Cinq enseignements du « non » irlandais
Ce n’est pas le « non » irlandais qui témoigne du désenchantement des citoyens à l’égard de la construction européenne, c’est le pourcentage des abstentions : à peine 53 % des électeurs d’un des pays qui a été l’un des principaux bénéficiaires des politiques communautaires de redistribution et de développement se sont mobilisés pour se prononcer sur le traité de Lisbonne.
Longtemps, les républicains se sont défiés de la procédure référendaire, instrument favori du populisme et des régimes autoritaires, véhicule des angoisses collectives et amalgame des pulsions contraires. Dans nos sociétés complexes, où la loi est nécessairement le reflet de cette complexité, seuls les démagogues peuvent soutenir que l’adoption de la loi serait plus légitime par référendum que par le suffrage parlementaire.

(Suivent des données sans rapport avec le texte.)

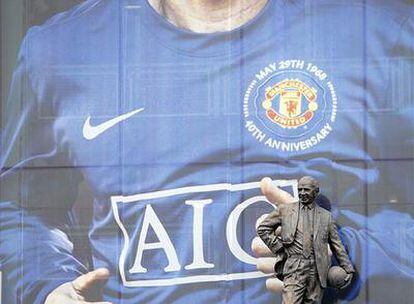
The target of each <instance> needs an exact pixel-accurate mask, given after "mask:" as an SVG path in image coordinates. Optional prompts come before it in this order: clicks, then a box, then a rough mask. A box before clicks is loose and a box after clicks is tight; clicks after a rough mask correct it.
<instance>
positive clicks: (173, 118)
mask: <svg viewBox="0 0 414 304" xmlns="http://www.w3.org/2000/svg"><path fill="white" fill-rule="evenodd" d="M412 16H413V14H412V5H410V4H409V2H408V1H346V2H343V3H342V2H340V3H339V2H338V1H312V3H310V2H309V1H302V0H296V1H277V0H270V1H269V2H268V4H267V5H266V7H265V8H264V9H263V11H262V12H261V13H260V14H259V15H258V16H256V17H255V18H254V19H253V20H251V21H250V22H248V23H247V24H245V25H243V26H242V27H241V28H239V29H236V30H233V31H231V32H226V33H214V34H196V33H192V32H189V31H186V30H183V29H177V28H176V27H175V26H173V25H171V24H170V23H168V21H166V20H165V19H163V18H162V17H160V16H159V15H158V14H156V12H155V11H154V10H153V9H152V8H151V7H150V6H149V4H148V3H147V2H146V1H141V0H129V1H125V0H123V1H109V0H108V1H103V0H102V1H101V0H91V1H85V2H84V3H83V4H81V5H80V6H77V7H76V8H74V9H72V10H70V11H68V12H65V13H62V14H59V15H57V16H55V17H54V18H52V19H51V20H49V21H48V22H46V23H45V24H44V25H42V26H39V27H34V28H32V29H31V30H30V31H29V33H28V34H27V36H26V38H25V41H24V42H23V44H22V47H21V52H20V56H19V62H18V66H17V68H16V71H15V75H14V80H13V84H12V93H11V96H10V98H9V105H8V107H7V109H6V111H5V116H6V118H7V123H6V127H5V129H4V130H3V132H2V141H1V147H2V148H1V152H2V157H1V167H2V172H1V178H2V185H4V187H3V186H2V187H3V189H5V191H3V192H2V200H3V201H4V202H2V203H1V205H0V208H1V209H0V215H1V222H0V223H1V230H0V239H1V242H2V243H1V246H0V258H1V264H2V267H3V268H4V269H6V270H7V271H5V274H4V275H5V277H6V280H5V281H6V284H7V285H10V286H11V288H12V289H11V290H12V291H11V292H10V294H19V295H20V296H19V297H20V298H21V299H22V302H24V303H41V302H42V301H43V299H44V297H45V294H47V292H48V291H50V290H51V289H53V287H54V286H58V285H60V284H61V283H62V282H64V281H71V280H72V279H73V278H74V277H76V276H78V275H79V274H80V273H84V272H85V271H86V269H85V268H84V267H83V266H82V265H81V264H80V263H79V261H78V260H77V259H76V258H75V257H74V256H73V255H72V246H71V242H70V241H69V240H67V239H66V237H65V235H64V234H63V231H65V225H66V224H67V222H66V219H65V216H66V215H67V213H68V212H69V211H70V209H71V208H72V205H73V203H74V201H76V199H77V198H78V197H77V196H78V186H79V183H80V182H82V181H83V182H84V183H85V184H86V185H87V186H88V187H89V188H90V190H91V193H92V195H93V198H94V213H93V223H92V225H91V228H90V233H89V239H90V242H91V247H92V254H93V260H94V266H95V267H108V268H109V269H110V271H111V274H112V276H111V278H110V280H109V282H108V284H107V287H106V288H105V294H104V299H105V300H107V301H113V302H114V303H120V302H121V299H122V303H193V302H194V301H195V299H197V302H203V303H252V302H254V303H270V302H271V301H273V302H277V301H279V296H278V295H271V294H270V293H268V292H267V291H266V290H265V286H264V285H265V284H264V281H265V279H264V278H263V277H257V276H259V275H258V274H257V273H256V269H255V265H254V260H253V257H252V252H251V249H250V243H251V240H252V238H253V237H254V235H255V227H254V223H255V221H256V219H257V218H258V217H259V216H260V215H261V214H262V213H265V212H268V211H269V210H271V208H272V207H271V206H270V205H269V204H268V203H266V202H265V201H264V199H263V197H261V193H260V189H259V188H258V181H260V179H261V178H262V177H264V176H271V177H272V178H273V179H274V180H276V181H279V182H278V183H280V184H281V185H282V186H283V187H284V188H285V189H286V190H288V191H291V192H292V193H294V192H293V187H294V185H295V184H294V182H292V181H295V180H297V179H298V178H299V177H301V176H303V175H312V176H314V177H315V178H317V179H318V180H319V181H320V183H321V186H322V189H321V190H322V193H323V194H324V195H326V197H328V198H330V200H331V201H332V205H333V206H332V211H333V212H334V213H335V216H336V218H337V222H338V224H339V225H340V226H341V227H342V229H341V231H342V232H341V233H342V235H343V239H344V241H345V243H346V246H347V248H348V250H349V252H350V256H351V259H352V261H353V262H354V263H355V267H356V269H357V271H358V273H359V277H358V280H357V281H356V282H357V283H356V284H354V285H353V286H352V288H353V290H349V291H347V292H346V293H345V294H342V295H341V296H342V297H343V298H345V299H350V298H353V299H356V300H357V301H360V302H361V303H365V302H366V301H367V298H366V293H364V292H362V291H363V290H364V286H365V285H362V284H367V280H369V279H370V278H371V277H375V279H376V278H380V279H381V280H382V281H381V282H389V281H390V280H392V278H394V277H399V278H402V279H404V280H406V281H407V282H410V281H412V279H413V265H412V261H413V260H414V259H413V252H414V251H413V250H412V248H411V247H412V237H411V236H412V233H411V232H412V231H411V230H412V226H413V221H412V217H411V215H410V212H412V210H411V209H412V208H411V209H410V208H409V206H411V205H410V204H411V203H412V200H411V199H412V196H411V192H410V190H411V189H410V186H409V185H410V183H408V187H405V186H404V183H403V182H402V181H401V174H407V176H408V180H410V179H409V176H411V175H410V174H409V171H407V172H408V173H407V172H406V173H402V171H401V170H398V169H396V168H393V167H392V166H387V165H384V162H386V161H390V160H394V161H398V160H402V161H406V162H408V163H409V162H410V161H412V151H413V139H412V130H413V119H412V116H413V110H412V109H413V107H412V105H413V104H412V97H413V96H412V93H411V94H410V93H409V92H411V91H409V90H411V84H412V82H411V80H412V67H413V62H412V59H413V45H414V44H413V35H412V34H413V31H412V30H413V26H412V24H413V23H412V19H411V18H412ZM410 79H411V80H410ZM16 105H19V106H16ZM141 108H143V110H142V111H141V112H139V113H138V112H136V113H135V112H134V113H132V111H134V110H138V109H141ZM128 113H130V114H131V113H132V114H131V115H130V116H128V117H125V116H122V115H124V114H128ZM88 117H90V120H89V121H88V120H87V118H88ZM116 117H118V118H120V117H121V118H120V120H119V121H117V122H115V123H113V125H111V126H109V127H107V126H106V125H103V124H105V123H106V122H108V121H113V119H114V118H116ZM102 126H104V129H102V130H100V131H99V132H98V131H97V129H96V128H94V127H98V128H99V127H102ZM85 128H86V131H89V132H90V133H88V132H85V133H84V132H83V130H85ZM85 134H86V135H85ZM88 134H89V135H88ZM91 134H92V135H91ZM403 168H404V167H403ZM407 170H409V169H407ZM403 171H404V170H403ZM404 172H405V171H404ZM281 180H282V181H281ZM384 185H386V186H387V192H386V193H384V190H382V189H383V187H384ZM393 198H397V199H398V202H399V204H390V203H389V201H390V200H391V199H393ZM78 199H79V198H78ZM195 201H196V202H195ZM401 204H402V205H403V206H408V207H407V208H406V209H405V210H398V208H400V206H401ZM404 204H406V205H404ZM17 205H19V206H20V207H19V208H21V207H22V208H23V209H22V210H21V211H19V208H18V207H16V206H17ZM10 206H14V209H13V208H11V207H10ZM16 208H17V209H16ZM348 210H349V211H348ZM238 211H240V213H238ZM22 214H26V216H25V217H24V218H23V219H22ZM194 218H195V219H196V222H197V221H198V222H197V223H195V224H194V222H193V221H194ZM200 221H202V224H200ZM396 223H398V229H397V230H394V227H395V226H396V225H397V224H396ZM20 224H22V225H20ZM195 227H198V228H195ZM147 228H148V229H147ZM57 229H58V230H57ZM197 229H199V230H197ZM200 231H201V232H200ZM52 232H55V233H52ZM22 238H24V240H22ZM398 240H404V246H407V247H404V248H405V249H404V250H402V249H401V248H403V247H401V246H402V245H401V244H400V243H398V244H397V242H398ZM140 246H141V247H140ZM139 248H141V250H140V249H139ZM195 248H196V249H195ZM197 248H198V249H197ZM200 248H202V249H201V250H200ZM194 261H196V262H197V263H193V262H194ZM193 264H195V265H193ZM192 265H193V266H192ZM19 271H22V272H19ZM33 278H36V279H35V280H34V279H33ZM37 278H44V279H37ZM51 281H52V282H53V283H52V285H49V283H50V282H51ZM396 290H397V289H396ZM378 292H379V291H378ZM370 293H371V294H370V296H371V298H370V299H372V303H374V302H375V301H377V300H376V296H375V295H376V293H377V292H376V291H375V289H372V288H371V289H370ZM402 301H403V300H401V301H399V302H400V303H403V302H402Z"/></svg>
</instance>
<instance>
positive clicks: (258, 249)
mask: <svg viewBox="0 0 414 304" xmlns="http://www.w3.org/2000/svg"><path fill="white" fill-rule="evenodd" d="M260 188H261V190H262V193H263V195H264V196H266V198H267V200H268V201H269V202H270V203H272V204H275V205H281V204H289V203H293V202H295V199H294V197H293V196H292V195H290V194H289V193H288V192H286V191H283V190H281V189H279V188H278V187H277V186H275V185H274V184H273V183H272V180H271V179H270V178H268V177H265V178H263V179H262V181H261V182H260ZM266 216H267V214H265V215H263V216H261V217H260V218H259V219H258V220H257V223H256V228H257V226H258V225H259V223H260V222H261V221H262V220H263V219H264V218H265V217H266ZM281 232H282V229H281V227H279V228H278V229H277V230H276V231H275V234H276V235H280V234H281ZM252 250H253V252H254V253H255V255H256V256H257V257H258V262H257V265H256V267H257V269H258V270H259V271H262V272H264V273H269V274H270V273H274V265H275V263H276V261H277V259H276V258H275V255H274V254H273V253H272V252H271V251H270V250H269V248H267V246H266V244H265V243H263V241H262V240H261V239H260V238H259V237H256V238H254V239H253V241H252ZM266 288H267V289H268V290H269V291H271V292H276V293H280V292H282V290H283V282H282V281H280V280H279V279H277V278H276V277H272V278H270V279H267V280H266Z"/></svg>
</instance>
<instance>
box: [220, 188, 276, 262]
mask: <svg viewBox="0 0 414 304" xmlns="http://www.w3.org/2000/svg"><path fill="white" fill-rule="evenodd" d="M263 201H264V202H267V203H269V201H267V199H266V197H264V196H254V197H252V198H249V199H247V200H245V201H244V202H242V203H241V204H239V205H237V206H236V208H234V210H233V211H232V212H231V213H230V215H229V218H228V220H227V226H226V238H227V243H228V244H229V248H230V251H231V252H232V253H233V255H234V256H235V257H236V258H237V259H239V260H240V261H242V262H244V263H247V264H253V265H255V264H256V263H257V258H255V257H252V256H251V255H249V254H248V253H247V252H246V251H244V250H243V248H242V247H241V246H240V244H239V242H238V241H237V223H238V222H239V218H240V215H241V214H242V212H243V211H244V210H245V209H246V208H247V207H249V206H250V205H252V204H254V203H257V202H263ZM269 204H270V203H269ZM272 206H273V205H272Z"/></svg>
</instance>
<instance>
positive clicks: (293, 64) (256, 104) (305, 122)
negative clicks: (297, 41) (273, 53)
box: [243, 60, 338, 152]
mask: <svg viewBox="0 0 414 304" xmlns="http://www.w3.org/2000/svg"><path fill="white" fill-rule="evenodd" d="M337 105H338V99H337V94H336V91H335V87H334V84H333V81H332V80H331V79H330V78H329V76H328V74H327V73H326V72H325V71H324V70H323V69H321V68H320V67H319V66H317V65H316V64H314V63H308V62H305V61H304V60H284V61H280V62H275V63H271V64H269V65H268V66H266V67H264V68H262V69H261V70H259V71H258V72H257V73H256V74H255V77H254V79H253V80H252V81H251V83H250V84H249V86H248V88H247V90H246V93H245V96H244V101H243V110H244V117H245V128H246V129H247V130H248V131H249V132H250V133H251V135H252V136H253V137H254V138H255V139H256V140H258V141H259V142H261V143H263V144H264V145H266V146H268V147H270V148H274V149H278V150H282V151H287V152H290V151H300V150H306V149H310V148H312V147H315V146H316V145H318V144H320V143H321V142H322V141H323V140H324V139H325V138H326V137H328V135H329V133H330V132H332V130H333V124H334V122H335V120H336V114H337Z"/></svg>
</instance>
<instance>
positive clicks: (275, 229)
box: [257, 176, 355, 304]
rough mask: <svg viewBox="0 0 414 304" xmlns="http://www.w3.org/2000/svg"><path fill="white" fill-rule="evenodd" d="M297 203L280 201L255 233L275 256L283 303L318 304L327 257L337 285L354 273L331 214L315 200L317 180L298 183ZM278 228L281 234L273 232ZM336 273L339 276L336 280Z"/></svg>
mask: <svg viewBox="0 0 414 304" xmlns="http://www.w3.org/2000/svg"><path fill="white" fill-rule="evenodd" d="M298 194H299V202H296V203H291V204H282V205H279V206H278V209H277V210H276V211H274V212H272V213H270V214H269V215H268V216H267V217H266V218H265V219H264V220H263V221H262V222H261V224H260V225H259V226H258V228H257V234H258V235H259V236H260V238H261V239H262V240H263V241H264V243H265V244H266V245H267V246H268V247H269V249H270V250H271V251H272V252H273V253H275V254H277V255H278V257H279V259H278V262H276V265H275V272H276V276H277V277H278V278H279V279H281V280H283V284H284V287H283V292H282V296H283V303H285V304H293V303H320V302H321V300H322V296H323V291H324V289H325V288H326V287H327V278H328V271H329V269H330V266H331V257H330V255H329V251H328V245H329V246H330V248H331V251H332V253H333V254H334V255H335V257H336V259H337V261H338V263H339V265H340V268H339V267H337V266H335V268H332V269H331V271H330V275H333V276H337V277H336V278H333V279H332V281H335V284H336V286H335V287H337V288H343V287H345V286H347V285H348V284H349V283H350V281H351V279H352V277H353V273H354V272H355V270H354V267H353V266H352V264H351V261H350V260H349V257H348V254H347V252H346V250H345V248H344V246H343V244H342V242H341V239H340V238H339V234H338V230H337V228H336V225H335V223H334V221H333V220H332V216H331V213H330V212H329V211H327V210H325V209H323V208H322V207H320V206H318V205H317V204H316V202H315V199H316V197H317V195H318V194H319V183H318V181H317V180H315V179H314V178H312V177H310V176H305V177H302V178H301V179H300V180H299V183H298ZM279 227H281V233H280V234H278V233H277V232H276V230H277V228H279ZM338 276H342V277H340V278H341V279H340V280H338Z"/></svg>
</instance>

Il est logique que MM. Le Pen et de Villiers se réjouissent du « non » irlandais. Que MM. Besancenot, Chevènement, Emmanuelli, Mélenchon et Mme Buffet considèrent que ce vote exprime la « défaite de l’Europe libérale et non démocratique » est une ânerie doublée d’une forfaiture. Toutes les analyses du « non » irlandais montrent en effet qu’il a d’abord été inspiré par une volonté de statu quo, de maintien du dumping fiscal qui a été à la base de la prospérité irlandaise, par un certain égoïsme et le refus d’une réduction des fonds structurels au profit des nouveaux Etats-membres de l’est européen, sans parler de la campagne d’une fraction du clergé catholique contre le droit à l’avortement… MM. Emmanuelli et Mélenchon, notamment, seraient bien inspirés de tirer les conséquences du divorce désormais flagrant entre leur position et la nouvelle déclaration de principes du Parti socialiste, résolument européenne.
On ne règlera pas la question de l’adhésion des opinions publiques à la construction européenne en cherchant d’abord à régler la question institutionnelle. Le désamour des peuples tient d’abord aux faiblesses de l’Europe d’aujourd’hui à apporter des réponses aux enjeux de la vie quotidienne : pouvoir d’achat, emploi, protection sociale, développement durable… A cet égard, les projets de directive sur la durée du travail ou l’immigration, ou encore les arrêts Laval et Viking de la Cour de justice des communautés européennes, qui font prévaloir les règles du libre échange sur celles de la négociation sociale, sont infiniment plus préoccupants. Et ce n’est pas le rejet du Traité de Lisbonne par les Irlandais qui empêchera ces projets de prospérer, bien au contraire.
Jacques Delors a raison de dire qu’il faut revenir aux fondamentaux, c’est-à -dire aux politiques communes, et d’abord dans les domaines essentiels pour le présent et pour l’avenir. Créer une Communauté européenne de l’énergie, comme la Communauté européenne du charbon et de l’acier (CECA) a précédé l’adoption du Traité de Rome, pourrait être une occasion de redonner sens et perspective au projet européen. Ce ne sera pas chose aisée tant les différences sont grandes, par exemple sur la question du nucléaire, et les intérêts divergents. Mais au moment où le déclin amorcé des énergies fossiles se mesure chaque semaine quand les Européens font leur plein d’essence, ce serait une bonne façon de montrer qu’il n’y a de réponse viable, à la fois pour le pouvoir d’achat et pour l’environnement, que dans une démarche collective, solidaire et responsable – c’est-à -dire européenne.